Zehn Jahre hat der Spiegel das Thema eher totgeschwiegen, jetzt wird gleich dreifach auf Motorradlärm eingegangen. Zu zwei Dritteln ehrt uns das, denn das war sauberer, abwägender Journalismus. Auf das andere Drittel möchte ich eingehen, denn hier pflegt ein Motorradfahrer sein persönliches Interesse und nutzt seinen Job als Mitarbeiter im Brüsseler Korrespondentenbüro, um mit einem Kommentar im Mobilitätsressort sein Mütchen zu kühlen. Aus der Forderung des Bundesrats, temporäre Streckensperrungen als ultima ratio gegen anders nicht zu beruhigende Hotspots zu ermöglichen, konstruiert er ein allgemeines Feiertags- und Wochenendfahrverbot gegen motorisierte Zweiräder, solange sie von einem Benzin-Motor angetrieben werden. Das sind populistische Methoden, die im Journalismus auch in einem Meinungsbeitrag keine Rolle spielen dürfen.

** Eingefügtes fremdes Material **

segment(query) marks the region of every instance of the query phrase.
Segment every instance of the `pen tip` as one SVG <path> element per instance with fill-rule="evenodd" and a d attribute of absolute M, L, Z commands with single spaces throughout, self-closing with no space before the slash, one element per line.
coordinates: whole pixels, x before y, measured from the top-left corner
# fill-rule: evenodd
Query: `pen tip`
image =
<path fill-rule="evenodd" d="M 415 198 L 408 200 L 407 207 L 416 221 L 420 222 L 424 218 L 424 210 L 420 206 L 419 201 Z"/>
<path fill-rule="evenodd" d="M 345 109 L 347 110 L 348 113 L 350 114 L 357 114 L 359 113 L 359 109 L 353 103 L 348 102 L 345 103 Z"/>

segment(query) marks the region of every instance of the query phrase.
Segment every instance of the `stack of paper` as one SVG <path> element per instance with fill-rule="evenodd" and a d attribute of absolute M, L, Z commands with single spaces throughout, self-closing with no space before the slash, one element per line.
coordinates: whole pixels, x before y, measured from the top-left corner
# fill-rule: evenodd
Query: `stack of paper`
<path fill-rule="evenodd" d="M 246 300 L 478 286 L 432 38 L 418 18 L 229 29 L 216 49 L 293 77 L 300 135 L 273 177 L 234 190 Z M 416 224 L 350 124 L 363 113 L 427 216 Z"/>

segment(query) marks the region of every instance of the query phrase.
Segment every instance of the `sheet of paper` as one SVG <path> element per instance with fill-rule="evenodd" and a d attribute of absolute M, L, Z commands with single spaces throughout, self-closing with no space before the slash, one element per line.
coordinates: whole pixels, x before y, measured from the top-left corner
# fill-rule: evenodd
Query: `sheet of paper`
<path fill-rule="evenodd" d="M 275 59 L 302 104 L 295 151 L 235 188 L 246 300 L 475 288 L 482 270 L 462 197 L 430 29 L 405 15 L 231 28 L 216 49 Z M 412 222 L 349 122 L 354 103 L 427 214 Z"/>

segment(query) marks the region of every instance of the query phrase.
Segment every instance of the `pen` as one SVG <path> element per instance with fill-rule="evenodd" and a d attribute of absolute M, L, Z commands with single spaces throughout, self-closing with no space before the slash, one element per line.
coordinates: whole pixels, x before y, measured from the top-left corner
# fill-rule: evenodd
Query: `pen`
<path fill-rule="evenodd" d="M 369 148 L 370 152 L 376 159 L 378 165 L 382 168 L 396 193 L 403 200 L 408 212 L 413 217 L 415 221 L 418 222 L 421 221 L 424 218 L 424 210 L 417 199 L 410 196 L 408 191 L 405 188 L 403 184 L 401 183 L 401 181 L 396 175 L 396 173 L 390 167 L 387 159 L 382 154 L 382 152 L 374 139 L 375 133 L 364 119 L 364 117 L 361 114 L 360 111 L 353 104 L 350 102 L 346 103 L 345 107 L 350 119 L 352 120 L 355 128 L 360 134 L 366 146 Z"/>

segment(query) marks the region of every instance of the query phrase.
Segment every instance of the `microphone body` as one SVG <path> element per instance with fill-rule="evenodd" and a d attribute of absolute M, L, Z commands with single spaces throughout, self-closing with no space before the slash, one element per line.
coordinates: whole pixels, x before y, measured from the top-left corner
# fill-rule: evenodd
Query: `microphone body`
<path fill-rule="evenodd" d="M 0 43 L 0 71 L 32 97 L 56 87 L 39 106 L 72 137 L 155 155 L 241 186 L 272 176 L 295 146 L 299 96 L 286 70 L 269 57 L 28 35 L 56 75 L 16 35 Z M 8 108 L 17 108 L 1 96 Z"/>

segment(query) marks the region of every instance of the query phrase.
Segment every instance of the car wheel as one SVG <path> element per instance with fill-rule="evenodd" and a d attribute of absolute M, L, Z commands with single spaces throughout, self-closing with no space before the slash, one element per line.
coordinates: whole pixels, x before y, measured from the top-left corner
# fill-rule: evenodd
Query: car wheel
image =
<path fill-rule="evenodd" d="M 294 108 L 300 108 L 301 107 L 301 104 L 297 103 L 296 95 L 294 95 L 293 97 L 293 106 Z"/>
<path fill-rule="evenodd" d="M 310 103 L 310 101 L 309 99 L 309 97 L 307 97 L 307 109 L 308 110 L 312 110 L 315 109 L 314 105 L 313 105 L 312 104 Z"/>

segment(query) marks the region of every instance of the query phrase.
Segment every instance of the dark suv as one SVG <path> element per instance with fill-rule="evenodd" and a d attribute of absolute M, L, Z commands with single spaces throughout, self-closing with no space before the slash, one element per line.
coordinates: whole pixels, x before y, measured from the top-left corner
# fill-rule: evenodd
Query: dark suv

Becker-Kommentar: Den „mächtigen Anwohnerinitiativen“ auf die Finger geschaut. Ausriss aus: Spiegel Online.

Spiegelredakteur Markus Becker wirft all jenen, die gegen den unnötigen und mutwilligen Lärm kämpfen, Ignoranz, Intoleranz und Heuchelei vor. Der hier mißbräuchlich verwendete Toleranzbegriff begegnet mir im Zusammenhang mit Motorradlärm häufig – wenn auch relativ selten aus dem Munde eines Geisteswissenschaftlers. So formuliert Becker die Forderung an die Belästigten, Geschädigten und seit Jahrzehnten von der Politik und Polizei mißachteten, doch bitte gute Miene zum bösen Freizeitspiel seiner lärmenden Freunde zu machen. Toleranz also den Schädigern gegenüber, die lautes Gerät kaufen oder lautes Zubehör anschaffen? Lärm ist laut WHO das Umweltgift mit der zweithöchsten Krankheitslast.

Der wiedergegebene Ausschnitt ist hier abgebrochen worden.